I walked into the orchestra room one afternoon for rehearsal and heard this. It was one of Mr. Kim's many gifts to me. I was floored. I sat motionless in front of the speakers, completely fixated. I still can't listen to it without having galaxies swirl around in my head - fabulous, colorful nebulae, with me floating amongst them. This and the Rachmaninoff Piano Concerto No. 2 used to put me to sleep every night in high school. If I could gift these two recordings to you people right now I would. We could all lie on our backs and stargaze.
Tuesday, May 13, 2008
the story of a girl silhouetted by lamplight and mist. smoke swirling from her lit cigarette. a blotted scrap of paper she holds up to the light (trying to decipher its code). she thinks it means nothing and is right.
Sunday, May 11, 2008
I prefer the smell of chai to the man sitting in front of me. This is an immediate preference. I'm drinking a chai and the man in front of me reeks of patchouli, hair gel and salty food - food that would give me indigestion were I to eat it. I have indigestion anyway.
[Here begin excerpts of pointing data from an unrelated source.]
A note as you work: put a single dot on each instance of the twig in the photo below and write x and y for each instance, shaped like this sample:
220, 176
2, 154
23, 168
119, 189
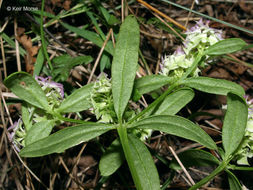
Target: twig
52, 36
70, 174
181, 165
161, 14
99, 55
181, 37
And my body doesn't fold like it used to. I like the familiarity of buttons. This too is immediate. Right now I prefer the word button to zipper. Tomorrow I might fancy a different word, Salat perhaps, in Farsi or something else I saw while sitting idly and somewhat displaced in a book store. I'm tired now so I don't mind lingering on tastes. My body doesn't fold like it used to. A bend at the hip or waist creates an uncomfortable bubble of flesh-not-muscle. If you were to fold me in half you'd find it impossible to create a single crease. It would instead be a succession of three or four.
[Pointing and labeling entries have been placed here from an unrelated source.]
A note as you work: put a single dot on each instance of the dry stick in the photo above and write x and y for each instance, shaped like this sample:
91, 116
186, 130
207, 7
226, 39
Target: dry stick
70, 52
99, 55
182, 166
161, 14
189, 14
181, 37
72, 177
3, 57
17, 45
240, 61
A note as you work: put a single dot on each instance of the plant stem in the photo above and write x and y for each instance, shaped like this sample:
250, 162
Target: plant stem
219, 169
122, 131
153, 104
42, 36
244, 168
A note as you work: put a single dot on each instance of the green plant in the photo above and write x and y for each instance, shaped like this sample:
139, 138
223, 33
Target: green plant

A man in a jeep (on his way to me, wondering if I'm mad at him for being late) doesn't walk like others. He lopes. He'll be loping his way here in a few minutes. Maybe relationships themselves are nothing but this. Not what is said, not what's done and undone by time, stepped in or out of, but the timing of the entrance itself - into my life and then into this book store. Relationships carry their own unique rhythms and pauses, starts and stops. I am drawn to and repelled constantly by romantic love. How infuriating always winning and losing each other to time and circumstance. One day you might find me searching endlessly for those red, beaded earrings I swore I left atop the dresser (to the right of my grandfather's picture and to the left of my hairbrush, also tangled and floating, strand by strand in time). You might commit yourself to writing your name on boxes, annotating carefully their contents only to later refill them with something different. The permanent marker marks remain, everything else changed.
Friday, May 9, 2008
trying to close our mouths to each other our ears. letting the water flow in. is tender the strange and somehow incorruptible heart as it reaches out. we reach for the sides. each man to himself and in another. rocking. how we try to hold onto it.